Seine Tochter hat uns dann einmal eine Anekdote erzählt, die mich bis heute beschäftigt: Um körperlich nicht abzubauen, haben sie ihm einen Hometrainer gekauft. Wenig überraschend hat er allein die Vorstellung, sich auf ein Fahrrad zu setzen, erst einmal komplett von sich gewiesen und in den Raum gestellt, dass diese Anschaffung Geldverschwendung war. Das Thema war also vom Tisch – der Hometrainer blieb aber stehen.
Eines Tages – nach dem Abendessen – stand der Großonkel wortlos auf und verschwand. Zunächst dachte sich niemand etwas dabei – später haben sich dann doch alle Sorgen gemacht und wollten gerade nach ihm suchen, als er wieder gekommen ist. Auf die Frage, wo er denn jetzt gewesen sei, hat er nur trocken geantwortet: „im Nachbarort.“
Die Auflösung: Er hat sich auf den Hometrainer gesetzt und hat sich seine Tour visualisiert. Er hat die Kilometer auf dem Hometrainer in seinem Kopf „nachgespielt“ und ist die Straße gefahren, die er zuvor viele Male mit seinen Landmaschinen gefahren ist. SO hat es für ihn funktioniert. Und so wurde es für ihn eine feste Gewohnheit – eine alltägliche Fahrt mit einem neuen Gefährt.
Der Doktor, der die Geschichte dann natürlich mitgeteilt bekommen hat, hat dann aber gewarnt davor, zu weit zu fahren: Er soll bloß nicht weiter als bis zum übernächsten Ort fahren. An die Warnung hat er sich gehalten.
Ich weiß nicht, ob er durch dieses Training Zeit gewonnen hat.

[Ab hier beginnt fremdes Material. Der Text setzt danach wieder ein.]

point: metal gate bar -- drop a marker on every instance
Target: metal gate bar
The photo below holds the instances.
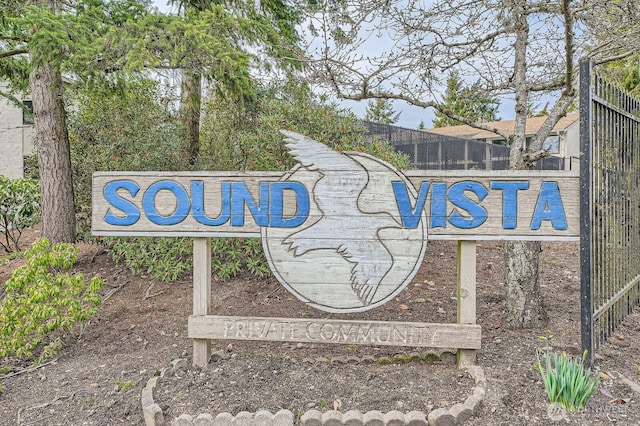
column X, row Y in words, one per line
column 610, row 206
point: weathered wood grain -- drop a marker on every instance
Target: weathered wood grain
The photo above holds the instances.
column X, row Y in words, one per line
column 491, row 229
column 384, row 333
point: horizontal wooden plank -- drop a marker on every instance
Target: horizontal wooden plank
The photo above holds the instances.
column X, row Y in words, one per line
column 507, row 212
column 384, row 333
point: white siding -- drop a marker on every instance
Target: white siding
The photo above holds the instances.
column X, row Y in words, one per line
column 16, row 139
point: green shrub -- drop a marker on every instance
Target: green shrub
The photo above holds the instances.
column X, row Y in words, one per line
column 566, row 381
column 19, row 209
column 168, row 259
column 112, row 130
column 43, row 305
column 159, row 257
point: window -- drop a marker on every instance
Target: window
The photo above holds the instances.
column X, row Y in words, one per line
column 552, row 144
column 27, row 112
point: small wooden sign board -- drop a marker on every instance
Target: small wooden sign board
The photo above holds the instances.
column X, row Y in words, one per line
column 344, row 232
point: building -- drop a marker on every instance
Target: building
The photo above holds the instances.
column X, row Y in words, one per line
column 563, row 142
column 17, row 135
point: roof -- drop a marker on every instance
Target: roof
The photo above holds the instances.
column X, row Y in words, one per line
column 533, row 124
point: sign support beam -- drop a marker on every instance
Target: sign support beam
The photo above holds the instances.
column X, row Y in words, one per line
column 201, row 295
column 466, row 295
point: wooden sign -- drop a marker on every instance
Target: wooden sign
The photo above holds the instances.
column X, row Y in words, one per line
column 344, row 232
column 379, row 333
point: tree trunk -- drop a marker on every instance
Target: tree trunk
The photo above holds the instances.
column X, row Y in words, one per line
column 191, row 97
column 54, row 158
column 524, row 300
column 521, row 258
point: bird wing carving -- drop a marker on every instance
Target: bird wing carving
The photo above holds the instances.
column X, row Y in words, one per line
column 336, row 195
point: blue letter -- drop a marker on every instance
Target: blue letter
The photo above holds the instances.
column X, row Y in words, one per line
column 182, row 203
column 509, row 201
column 439, row 205
column 458, row 198
column 240, row 196
column 549, row 207
column 197, row 201
column 410, row 216
column 276, row 201
column 131, row 212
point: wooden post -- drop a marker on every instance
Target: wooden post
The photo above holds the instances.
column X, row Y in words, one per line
column 201, row 295
column 466, row 295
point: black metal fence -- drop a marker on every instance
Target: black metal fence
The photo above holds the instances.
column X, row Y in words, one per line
column 609, row 206
column 428, row 151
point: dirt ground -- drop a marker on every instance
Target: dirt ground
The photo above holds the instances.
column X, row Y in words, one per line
column 142, row 326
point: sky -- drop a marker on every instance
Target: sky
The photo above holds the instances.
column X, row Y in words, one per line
column 410, row 116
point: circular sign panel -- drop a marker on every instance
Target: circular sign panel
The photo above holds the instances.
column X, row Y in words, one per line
column 352, row 253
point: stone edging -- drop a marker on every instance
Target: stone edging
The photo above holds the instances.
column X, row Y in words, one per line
column 456, row 415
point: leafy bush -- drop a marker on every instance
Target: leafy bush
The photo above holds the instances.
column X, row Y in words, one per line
column 43, row 304
column 19, row 209
column 168, row 259
column 160, row 257
column 113, row 130
column 122, row 134
column 566, row 380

Ich weiß aber: Er hat sich in seinem Alter (er musste zu dem Zeipunkt schon gut über 70 gewesen sein) noch etwas neues angetan und mit alten Gewohnheiten gebrochen.
Wenn er das mit 70 kann, kann ich das mit 40 auch.

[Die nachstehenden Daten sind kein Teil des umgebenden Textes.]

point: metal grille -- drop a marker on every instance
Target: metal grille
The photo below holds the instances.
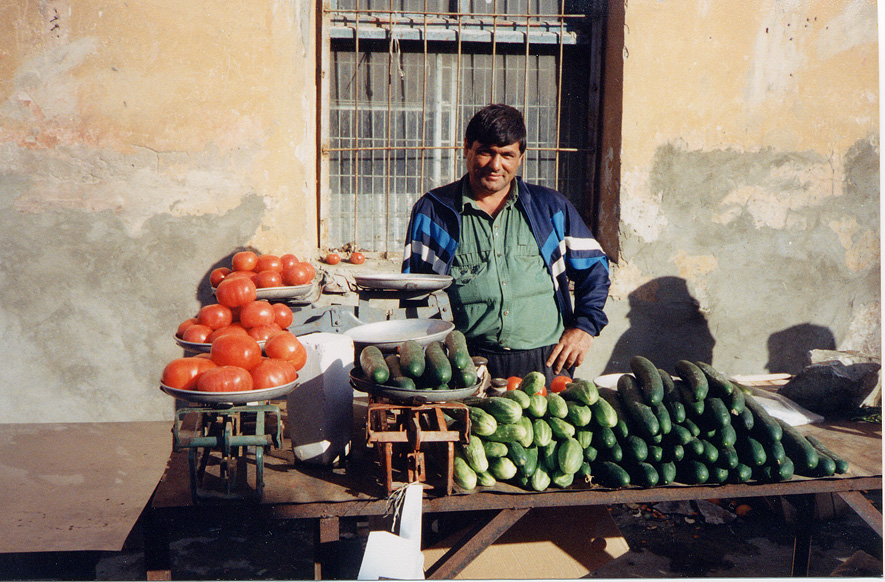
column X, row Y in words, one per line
column 406, row 76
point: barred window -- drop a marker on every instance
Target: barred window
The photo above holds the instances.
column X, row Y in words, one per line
column 401, row 79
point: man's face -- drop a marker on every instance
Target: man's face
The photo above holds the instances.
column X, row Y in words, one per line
column 491, row 169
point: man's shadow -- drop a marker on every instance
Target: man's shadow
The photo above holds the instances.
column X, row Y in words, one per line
column 789, row 349
column 666, row 325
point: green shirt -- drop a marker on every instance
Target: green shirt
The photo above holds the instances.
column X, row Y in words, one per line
column 502, row 293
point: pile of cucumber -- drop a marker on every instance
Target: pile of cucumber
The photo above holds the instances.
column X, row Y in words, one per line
column 441, row 365
column 655, row 429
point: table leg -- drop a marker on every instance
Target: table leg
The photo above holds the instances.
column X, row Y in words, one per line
column 477, row 539
column 327, row 531
column 805, row 505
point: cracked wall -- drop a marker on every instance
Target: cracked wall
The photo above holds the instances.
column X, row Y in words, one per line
column 749, row 191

So langsam machen sich in meinem Alter auch Abnützungserscheinungen bemerkbar. Mein tägliches Pensum an Bewegung hat sich auf den Arbeitsweg und anfallende Arbeiten im Haus reduziert. Meine Essgewohnheiten haben sich in der Pandemie nicht gebessert und haben sich danach nur langsam normalisiert. Und gerade in den letzten Monaten, als ich wieder begonnen habe, häufiger Blut spenden zu gehen, wurde mir zusätzlich ein Problem vor Augen geführt, das ich so nicht am Schirm hatte: Bluthochdruck.
Alles in allem einige Signale, um mit alten Gewohnheiten zu brechen, würde ich sagen.

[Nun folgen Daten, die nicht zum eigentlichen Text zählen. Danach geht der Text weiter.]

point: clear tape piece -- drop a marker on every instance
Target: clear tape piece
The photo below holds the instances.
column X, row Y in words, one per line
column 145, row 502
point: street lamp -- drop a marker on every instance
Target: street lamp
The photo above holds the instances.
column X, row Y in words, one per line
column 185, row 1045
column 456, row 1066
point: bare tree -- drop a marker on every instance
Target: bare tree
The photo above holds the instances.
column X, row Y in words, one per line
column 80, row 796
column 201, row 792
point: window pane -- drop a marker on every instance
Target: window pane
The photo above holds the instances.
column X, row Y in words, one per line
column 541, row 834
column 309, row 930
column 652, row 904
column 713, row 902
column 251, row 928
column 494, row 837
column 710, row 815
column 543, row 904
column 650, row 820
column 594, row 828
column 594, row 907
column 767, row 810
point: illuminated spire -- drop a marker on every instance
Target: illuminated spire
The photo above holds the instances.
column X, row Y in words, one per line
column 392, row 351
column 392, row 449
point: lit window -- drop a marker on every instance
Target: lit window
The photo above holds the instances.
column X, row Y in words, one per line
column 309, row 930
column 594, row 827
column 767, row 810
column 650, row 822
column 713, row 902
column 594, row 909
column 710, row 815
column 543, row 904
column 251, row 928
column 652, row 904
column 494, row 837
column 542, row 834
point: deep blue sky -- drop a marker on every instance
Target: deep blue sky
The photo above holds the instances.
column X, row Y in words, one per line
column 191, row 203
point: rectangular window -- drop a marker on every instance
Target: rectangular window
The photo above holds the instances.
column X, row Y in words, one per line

Vor einigen Wochen habe ich für mich einen Plan skizziert, wie ich meine Gewohnheiten ändern könnte. Dieser Plan beinhaltet amüsanterweise einen Hometrainer. Und da der in der Firma steht, in der ich arbeite, muss ich keine neuen Wege einplanen – nur meine Gewohnheiten leicht ändern.
Der Plan:
Der Plan ist relativ simpel: Ich fahre recht früh in die Arbeit. Statt einem direkten Start in den Arbeitstag werde ich die erste Stunde für eine Runde auf dem Hometrainer reservieren und dann in den Arbeitstag sparen.
Nur bis zum Nachbarort?
Wie weit komme ich? Wie weit komme ich in einem Monat? Wie weit komme ich in einem Jahr?
Lange habe ich hier nichts mehr geschrieben. Aber diese Gewohnheit sollte auch wieder kommen. Da der Hometrainer natürlich brav mitschreibt, kann ich die zurückgelegten Kilometer auch zu einer fiktiven Route zusammenfassen. Wo ich starten werde, weiß ich noch nicht ganz genau – wo es endet, auch nicht. Zwischen 18 und 250 Tagen soll es dauern, bis sich eine Gewohnheit manifestiert hat. Wieviel ich brauche, steht noch nicht fest.
Meine Motivation liegt täglich neben mir, die andere Motivation rotiert im Nachbarraum im Bett. Ich weiß nicht, ob ich Lebenszeit dadurch gewinne. Ich weiß aber, dass ich es auf jeden Fall versuchen muss.